El comisario dio las gracias a la mujer y se retiró. Mientras bajaba a buscar el coche llamó al Präsidium y le pidió a Henk Hermann que se pusiera en contacto con el Gobierno de la ciudad y consiguiera los registros de alquiler de los apartamentos.

Acababa de subir al coche cuando sonó el teléfono. Vio que la llamada era de la brigada.

—Hola, Henk, qué rápido…

Chef, soy Anna. Será mejor que vuelva aquí. Parece que el Asesino de la Red ha vuelto a actuar: un cuerpo de mujer arrojado a un canal de la ciudad. Werner ya está en el lugar.

—Mierda… —Echó un vistazo al reloj—. Tendrás que encargarte tú sola de la sesión informativa de esta tarde.
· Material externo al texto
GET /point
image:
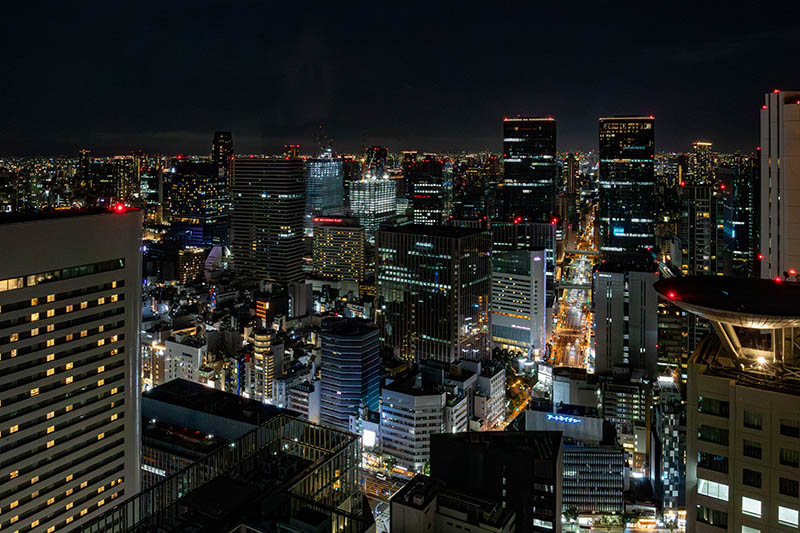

Me encontraré con Werner en el escenario del crimen. ¿Dónde ha aparecido la víctima?

Anna hizo una pausa antes de responder. Fabel habría jurado que la oía inspirar hondo.

—No se lo va a creer, Chef —dijo al fin—. Werner está en Poppenbüttel. El Asesino de la Red ha arrojado a su última víctima a la esclusa del Alster de Poppenbütteler Schleuse.